La sottomissione dei jihadisti di Parigi all’islamismo non è solo una reazione al vuoto culturale e spirituale della République. È una continuità con quel vuoto
Fabrice Hadjadj
Cari Jihadisti, è il titolo di una lettera aperta pubblicata da Philippe Muray – uno dei più grandi polemisti francesi – poco dopo gli attentati dell’11 settembre 2001. La lettera si conclude con una serie di avvertimenti ai terroristi islamici, ma a esser presi di mira, di riflesso e ironicamente, sono in verità gli occidentali fanatici del comfort e del supermercato. Cito un passaggio da cui si può facilmente cogliere lo scherno pungente e sarcastico:
«[Cari Jihadisti], temete la collera del consumatore, del turista, del vacanziere che smonta dal suo camper! Voi ci immaginate rotolati nei piaceri e nei passatempi che ci hanno rammolliti? Ebbene noi lotteremo come leoni per proteggere il nostro rammollimento. Ci batteremo per ogni cosa, per le parole che non hanno più senso e per la vita che queste si portano appresso». E oggi possiamo aggiungere: ci batteremo specialmente per Charlie Hebdo, giornale ieri moribondo e privo di qualsiasi spirito critico – perché criticare è discernere, e Charlie metteva nello stesso calderone jihadisti, rabbini, poliziotti, cattolici e francesi medi – ma proprio per questo ne faremo il simbolo della confusione e del nulla che ci animano!

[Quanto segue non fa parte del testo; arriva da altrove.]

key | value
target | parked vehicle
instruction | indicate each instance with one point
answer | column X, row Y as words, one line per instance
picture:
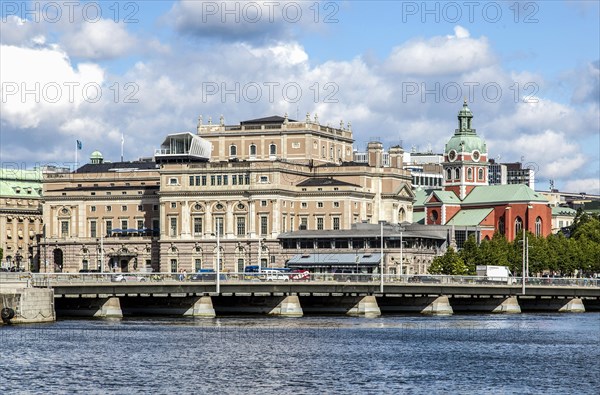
column 204, row 275
column 128, row 277
column 495, row 274
column 425, row 279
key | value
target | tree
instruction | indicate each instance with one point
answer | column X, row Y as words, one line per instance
column 450, row 263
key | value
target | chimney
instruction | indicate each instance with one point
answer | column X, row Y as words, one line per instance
column 375, row 153
column 396, row 154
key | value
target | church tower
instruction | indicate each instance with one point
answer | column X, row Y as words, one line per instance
column 465, row 157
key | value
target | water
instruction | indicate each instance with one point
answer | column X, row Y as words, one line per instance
column 499, row 354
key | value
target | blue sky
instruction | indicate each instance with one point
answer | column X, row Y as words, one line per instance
column 154, row 62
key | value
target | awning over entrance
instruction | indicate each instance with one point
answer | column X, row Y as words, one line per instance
column 341, row 260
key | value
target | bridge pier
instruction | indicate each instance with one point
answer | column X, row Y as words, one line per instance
column 507, row 305
column 562, row 305
column 288, row 307
column 202, row 307
column 366, row 307
column 109, row 308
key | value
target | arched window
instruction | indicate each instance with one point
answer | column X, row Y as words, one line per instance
column 518, row 225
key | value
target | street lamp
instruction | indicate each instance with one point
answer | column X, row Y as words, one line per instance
column 381, row 260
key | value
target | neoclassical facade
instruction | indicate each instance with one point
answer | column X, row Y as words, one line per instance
column 239, row 186
column 20, row 216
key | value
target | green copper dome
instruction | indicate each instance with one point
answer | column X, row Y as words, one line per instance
column 465, row 138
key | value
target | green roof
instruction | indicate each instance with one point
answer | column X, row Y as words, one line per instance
column 503, row 194
column 20, row 183
column 471, row 217
column 446, row 197
column 419, row 217
column 563, row 211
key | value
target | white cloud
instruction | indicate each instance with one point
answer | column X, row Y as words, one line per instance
column 103, row 39
column 441, row 55
column 41, row 84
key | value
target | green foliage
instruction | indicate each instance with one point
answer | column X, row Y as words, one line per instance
column 555, row 254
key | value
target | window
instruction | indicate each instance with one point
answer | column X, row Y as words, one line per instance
column 518, row 225
column 219, row 225
column 64, row 228
column 197, row 226
column 173, row 227
column 264, row 225
column 241, row 226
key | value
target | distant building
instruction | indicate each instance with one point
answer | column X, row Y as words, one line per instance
column 240, row 185
column 468, row 201
column 20, row 216
column 510, row 173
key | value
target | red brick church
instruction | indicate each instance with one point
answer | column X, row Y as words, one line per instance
column 468, row 200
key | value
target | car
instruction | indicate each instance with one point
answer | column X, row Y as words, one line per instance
column 425, row 279
column 204, row 275
column 127, row 277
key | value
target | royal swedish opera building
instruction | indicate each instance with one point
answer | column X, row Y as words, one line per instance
column 273, row 191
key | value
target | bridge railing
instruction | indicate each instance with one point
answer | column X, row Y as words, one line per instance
column 46, row 279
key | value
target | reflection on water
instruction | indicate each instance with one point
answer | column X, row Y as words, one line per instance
column 520, row 353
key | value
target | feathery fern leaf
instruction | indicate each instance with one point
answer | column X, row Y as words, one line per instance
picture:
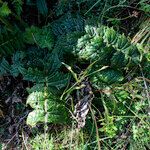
column 42, row 37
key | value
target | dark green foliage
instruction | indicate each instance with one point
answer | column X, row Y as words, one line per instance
column 42, row 37
column 38, row 36
column 42, row 7
column 38, row 101
column 10, row 41
column 108, row 76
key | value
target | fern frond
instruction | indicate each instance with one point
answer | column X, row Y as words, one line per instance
column 42, row 37
column 10, row 42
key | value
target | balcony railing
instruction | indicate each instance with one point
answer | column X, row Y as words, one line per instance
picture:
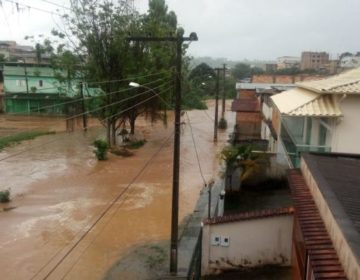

Ecco pressappoco lo stato dello Stato francese. Invece di lasciarsi interrogare dagli avvenimenti, parla e parla, ne approfitta per lavarsi coscienza, risalire nei sondaggi, disporsi accanto alle vittime innocenti, alla libertà schernita, alla moralità oltraggiata, purché non si ammetta il vuoto umano della politica condotta da parecchi decenni, né l’errore di un certo modello eurocentrico che prevedeva la necessaria evoluzione del mondo verso la secolarizzazione, mentre altrove, quasi ovunque e almeno dal 1979, si assiste ad un ritorno della religione nella sfera politica.
Ma ecco: questa coscienza lavata e questo accecamento ideologico stanno preparando per molto presto, se non la guerra civile, perlomeno il suicidio dell’Europa.
La prima cosa che bisogna constatare è che i terroristi dei recenti attentati di Parigi sono francesi, che sono cresciuti in Francia e non sono incidenti di percorso e neppure mostri, ma prodotti dell’integrazione alla francese, veri figli della Repubblica attuale, con tutta la rivolta che tale discendenza può indurre.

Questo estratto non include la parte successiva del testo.